2014/09/24

EL PRÍNCIPE EN EL PALACIO DE TURMALINA

 
 
 
 
 
 
«El príncipe Aari abrió sus ojos dorados antes de que llegaran los ayudas de cámara. Sigiloso, se deslizó fuera del lecho, corrió hasta el gran ventanal y salió a la terraza aún en penumbra. A pesar de que era la pieza más elevada de palacio, la alcoba solo se llenaba de claridad cuando el sol alcanzaba su cenit, pero a él no le importaba.
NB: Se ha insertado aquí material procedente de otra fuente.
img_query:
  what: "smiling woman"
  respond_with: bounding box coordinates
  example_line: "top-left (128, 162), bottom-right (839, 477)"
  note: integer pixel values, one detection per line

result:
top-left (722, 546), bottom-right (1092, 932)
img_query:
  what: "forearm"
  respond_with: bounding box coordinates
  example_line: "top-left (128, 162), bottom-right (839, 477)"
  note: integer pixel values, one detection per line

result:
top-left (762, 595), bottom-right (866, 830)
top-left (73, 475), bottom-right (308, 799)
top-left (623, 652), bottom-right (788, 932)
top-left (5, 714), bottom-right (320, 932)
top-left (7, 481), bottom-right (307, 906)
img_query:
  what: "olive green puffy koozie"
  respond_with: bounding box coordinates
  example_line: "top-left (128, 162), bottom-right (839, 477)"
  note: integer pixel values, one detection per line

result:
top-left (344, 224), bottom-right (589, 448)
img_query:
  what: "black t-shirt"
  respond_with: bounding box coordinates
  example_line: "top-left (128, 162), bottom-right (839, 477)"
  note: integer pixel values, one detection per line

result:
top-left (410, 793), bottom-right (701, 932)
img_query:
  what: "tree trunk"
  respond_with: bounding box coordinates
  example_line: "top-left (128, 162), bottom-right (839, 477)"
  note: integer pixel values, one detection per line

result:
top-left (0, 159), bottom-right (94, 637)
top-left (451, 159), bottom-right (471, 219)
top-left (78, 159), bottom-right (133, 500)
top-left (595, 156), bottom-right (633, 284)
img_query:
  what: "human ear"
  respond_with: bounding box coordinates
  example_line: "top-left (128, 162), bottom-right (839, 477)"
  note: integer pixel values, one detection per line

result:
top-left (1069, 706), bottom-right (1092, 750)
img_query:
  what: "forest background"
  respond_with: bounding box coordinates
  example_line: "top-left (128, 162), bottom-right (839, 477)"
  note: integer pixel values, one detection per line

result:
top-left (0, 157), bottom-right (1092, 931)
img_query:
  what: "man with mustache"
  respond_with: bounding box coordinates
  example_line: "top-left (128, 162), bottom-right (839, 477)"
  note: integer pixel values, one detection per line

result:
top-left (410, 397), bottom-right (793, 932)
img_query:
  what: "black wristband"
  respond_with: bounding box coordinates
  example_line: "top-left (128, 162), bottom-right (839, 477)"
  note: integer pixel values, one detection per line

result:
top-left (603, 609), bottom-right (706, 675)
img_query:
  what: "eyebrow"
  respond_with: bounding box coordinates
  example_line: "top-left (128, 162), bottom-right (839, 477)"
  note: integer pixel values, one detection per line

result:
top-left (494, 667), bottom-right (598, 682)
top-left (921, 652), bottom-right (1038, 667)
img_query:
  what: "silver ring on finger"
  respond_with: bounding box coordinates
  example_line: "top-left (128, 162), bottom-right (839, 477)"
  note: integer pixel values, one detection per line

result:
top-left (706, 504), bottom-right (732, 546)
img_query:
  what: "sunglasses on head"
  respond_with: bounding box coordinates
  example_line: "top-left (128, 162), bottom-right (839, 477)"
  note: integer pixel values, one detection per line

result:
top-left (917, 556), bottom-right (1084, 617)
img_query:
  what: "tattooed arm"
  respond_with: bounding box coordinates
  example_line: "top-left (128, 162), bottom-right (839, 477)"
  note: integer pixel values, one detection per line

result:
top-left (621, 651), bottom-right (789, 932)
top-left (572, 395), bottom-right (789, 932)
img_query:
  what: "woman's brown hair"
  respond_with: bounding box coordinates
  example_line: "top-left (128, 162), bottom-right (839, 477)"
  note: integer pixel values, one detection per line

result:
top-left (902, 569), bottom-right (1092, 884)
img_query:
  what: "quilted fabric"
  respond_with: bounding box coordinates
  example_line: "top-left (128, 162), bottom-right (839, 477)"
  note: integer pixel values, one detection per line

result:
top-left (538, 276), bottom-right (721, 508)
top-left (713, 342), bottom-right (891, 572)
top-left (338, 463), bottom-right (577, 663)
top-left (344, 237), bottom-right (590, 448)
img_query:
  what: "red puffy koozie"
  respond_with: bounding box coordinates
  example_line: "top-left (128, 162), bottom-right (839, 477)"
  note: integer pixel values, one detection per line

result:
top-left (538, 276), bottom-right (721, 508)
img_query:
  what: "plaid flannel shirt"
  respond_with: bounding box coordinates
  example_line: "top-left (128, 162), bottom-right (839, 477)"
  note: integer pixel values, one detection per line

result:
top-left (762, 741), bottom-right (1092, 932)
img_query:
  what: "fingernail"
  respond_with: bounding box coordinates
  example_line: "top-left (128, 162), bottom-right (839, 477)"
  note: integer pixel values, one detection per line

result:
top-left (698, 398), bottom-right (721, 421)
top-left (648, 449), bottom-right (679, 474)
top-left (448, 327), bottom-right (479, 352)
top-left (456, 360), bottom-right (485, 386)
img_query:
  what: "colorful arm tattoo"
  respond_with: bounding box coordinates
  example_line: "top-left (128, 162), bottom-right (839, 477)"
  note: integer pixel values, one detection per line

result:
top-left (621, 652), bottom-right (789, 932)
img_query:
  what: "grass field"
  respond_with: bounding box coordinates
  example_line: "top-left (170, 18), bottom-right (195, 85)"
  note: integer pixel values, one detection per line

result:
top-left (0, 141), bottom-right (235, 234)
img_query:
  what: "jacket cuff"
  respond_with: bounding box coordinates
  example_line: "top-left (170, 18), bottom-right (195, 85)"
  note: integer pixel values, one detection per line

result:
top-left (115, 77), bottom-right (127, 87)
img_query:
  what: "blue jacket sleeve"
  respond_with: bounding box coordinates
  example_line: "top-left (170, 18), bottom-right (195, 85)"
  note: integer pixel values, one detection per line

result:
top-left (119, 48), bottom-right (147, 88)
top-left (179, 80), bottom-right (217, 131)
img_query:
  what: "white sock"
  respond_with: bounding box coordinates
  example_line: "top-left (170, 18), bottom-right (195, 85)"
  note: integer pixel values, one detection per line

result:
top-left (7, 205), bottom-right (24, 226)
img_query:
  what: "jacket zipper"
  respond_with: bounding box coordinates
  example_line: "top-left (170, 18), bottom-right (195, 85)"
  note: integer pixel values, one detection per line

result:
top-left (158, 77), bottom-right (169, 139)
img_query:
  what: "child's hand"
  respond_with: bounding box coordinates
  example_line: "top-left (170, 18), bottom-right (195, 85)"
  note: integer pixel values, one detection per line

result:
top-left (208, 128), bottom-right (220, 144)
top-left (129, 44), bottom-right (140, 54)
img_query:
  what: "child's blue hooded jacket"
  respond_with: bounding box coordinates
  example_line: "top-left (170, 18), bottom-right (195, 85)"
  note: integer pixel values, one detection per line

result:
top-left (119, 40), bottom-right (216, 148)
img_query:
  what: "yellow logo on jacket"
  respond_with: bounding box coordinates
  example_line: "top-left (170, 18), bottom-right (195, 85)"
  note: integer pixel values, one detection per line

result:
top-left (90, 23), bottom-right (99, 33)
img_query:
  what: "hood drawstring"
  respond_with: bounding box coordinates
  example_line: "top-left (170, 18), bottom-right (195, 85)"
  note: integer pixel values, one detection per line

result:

Vestido con un simple faldón hasta los pies descalzos, la cabellera serpenteando en oscurísimos regueros sobre el suelo, escapaba cada mañana y alzaba la vista hasta el único trozo de cielo que le era dado contemplar desde la niñez. Aquel día fue afortunado: un gavión imponente había hecho un alto en el lejano reborde de piedra y descansaba, esponjando el plumaje, antes de reemprender el vuelo. Le encantaba contemplar su pecho níveo, la intensidad con que destacaba sobre el dorso de color azabache. Siempre se imaginaba a sí mismo como una inmensa ave blanca y negra que trocaba la melena en alas, subía allá arriba... y recordaba lo que se sentía al recibir el impacto del viento en la cara».
 
«Ante el estupor de todos, el príncipe descendió a tierra y caminó hacia las pestilentes jaulas, seguido por un grupo de asistentes horrorizados que procuraban, por todos los medios, que su inmaculada cabellera no rozase semejante suciedad. El lugar donde habían inmovilizado al extranjero era poco más que un agujero. El joven se revolvía y profería lo que debían ser juramentos en una lengua desconocida. Los músculos de su cuello se tensaban como cuerdas de arco; los salvajes mechones broncíneos le cubrían el rostro, si bien no alcanzaban a ocultar sus ojos azules. Lejos de apocarse, Aari se acercó cuanto le permitieron y se asomó a ellos. Esos colores tan vivos...
Jamás había pensado que hallaría una segunda ventana al cielo en los sótanos de su propia cárcel».